That's 50% equities 50% munis, if you're intending to not put more money in bonds, this isn't the answer. Unless you pull money out of bonds in your tax-advantaged accounts to compensate. The stock portion is their Russell 1000 index.

For your first question, you don't need the money in one particular account to replicate the asset allocation you want for your whole portfolio: only your whole portfolio needs to do that. So you could have nothing but stocks or nothing but bonds in your post-tax brokerage account and just adjust your allocation in other accounts to suit.

Lastly, these are long-term investment options and not something for saving cash for a car.
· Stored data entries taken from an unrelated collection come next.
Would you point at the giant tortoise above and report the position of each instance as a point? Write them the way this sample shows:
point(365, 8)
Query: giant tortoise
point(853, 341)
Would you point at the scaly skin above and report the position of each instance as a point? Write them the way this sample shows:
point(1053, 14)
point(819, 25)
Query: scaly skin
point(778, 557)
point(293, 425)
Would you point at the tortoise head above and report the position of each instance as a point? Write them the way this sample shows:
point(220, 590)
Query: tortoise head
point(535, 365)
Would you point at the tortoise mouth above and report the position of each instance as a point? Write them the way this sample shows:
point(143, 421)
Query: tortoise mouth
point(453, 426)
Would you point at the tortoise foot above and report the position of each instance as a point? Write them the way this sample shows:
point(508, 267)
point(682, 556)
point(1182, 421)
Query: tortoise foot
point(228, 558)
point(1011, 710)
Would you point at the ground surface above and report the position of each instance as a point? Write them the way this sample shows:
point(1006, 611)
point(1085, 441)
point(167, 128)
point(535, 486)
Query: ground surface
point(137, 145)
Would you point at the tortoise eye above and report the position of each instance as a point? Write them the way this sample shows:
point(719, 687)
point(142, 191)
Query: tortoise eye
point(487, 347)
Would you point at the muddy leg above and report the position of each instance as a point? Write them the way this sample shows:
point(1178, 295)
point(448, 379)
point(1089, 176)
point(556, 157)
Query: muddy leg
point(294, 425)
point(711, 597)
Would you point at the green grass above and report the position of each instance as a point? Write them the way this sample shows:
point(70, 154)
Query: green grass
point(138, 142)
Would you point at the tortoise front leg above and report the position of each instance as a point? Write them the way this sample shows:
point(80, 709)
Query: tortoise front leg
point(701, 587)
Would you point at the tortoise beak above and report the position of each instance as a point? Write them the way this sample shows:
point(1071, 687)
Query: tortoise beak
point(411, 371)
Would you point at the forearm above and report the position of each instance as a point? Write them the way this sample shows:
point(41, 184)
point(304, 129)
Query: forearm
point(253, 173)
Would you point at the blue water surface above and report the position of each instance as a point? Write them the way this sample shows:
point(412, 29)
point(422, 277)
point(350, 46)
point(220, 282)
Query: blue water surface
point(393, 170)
Unless you don't need that car for 20 years.

MJP
Jun 17, 2007

Are you looking at me Senpai?

Grimey Drawer
Yeah, I'm honestly at the point where my long term goals are "sock away in post-tax until retirement or emergency".

My post-tax brokerage is already not the greatest allocated for tax advantage, because younger me didn't quite have the income to max 401ks. I didn't want to sell to buy, so my long-term plans would be to just buy into tax-efficient as best I can.

My present post-tax looks like this:

VBTLX - $22,500
VFORX - $91,400
VNJTX - $11,500
VTSAX - $137,500
VXUS - $36,700

Around 11% bonds, not including however much bonds are in VFORX at present. I'll be selling $5k soon to gift to an incoming niece, probably from VBTLX.

Am I basically looking at finding a standard two or three Vanguard ETFs to do the tax-efficient layout, or should I just kinda shrug and continue putting into VTSAX/VXUS/VNJTX/VBTLX to match my risk tolerance over time? I'll probably keep bonds as they are until I turn 45, at which point it'll probably move to around 15-16% bonds.

Gorman Thomas
Jul 24, 2007
While helping my GF rollover her Fidelity 401k into a Fidelity IRA I had her put the total amount in a Vanguard mutual fund. She had to pay a $75 fee for the transaction but the expense ratio was 0.08% vs 0.75% for the equivalent Fidelity fund. Fine print didn't mention any additional fees, this was the correct decision? We're like 30 years away for retirement for reference and the transfer amount was ~150k.

edit: should be more specific sorry, the comparison is FDEEX (0.75%) vs VFFVX (0.08%) + $75 transaction fee.

Gorman Thomas fucked around with this message at 20:23 on Aug 28, 2022

Mu Zeta
Oct 17, 2002

Me crush ass to dust

Fidelity should have an equivalent fund (freedom index funds) with a lower expense ratio than the Vanguard version. But if this is a one time thing then $75 isn't too bad. Just stick to Fidelity index funds in the future. I'd also consider exchanging the Vanguard funds to the Fidelity version since it is tax deferred.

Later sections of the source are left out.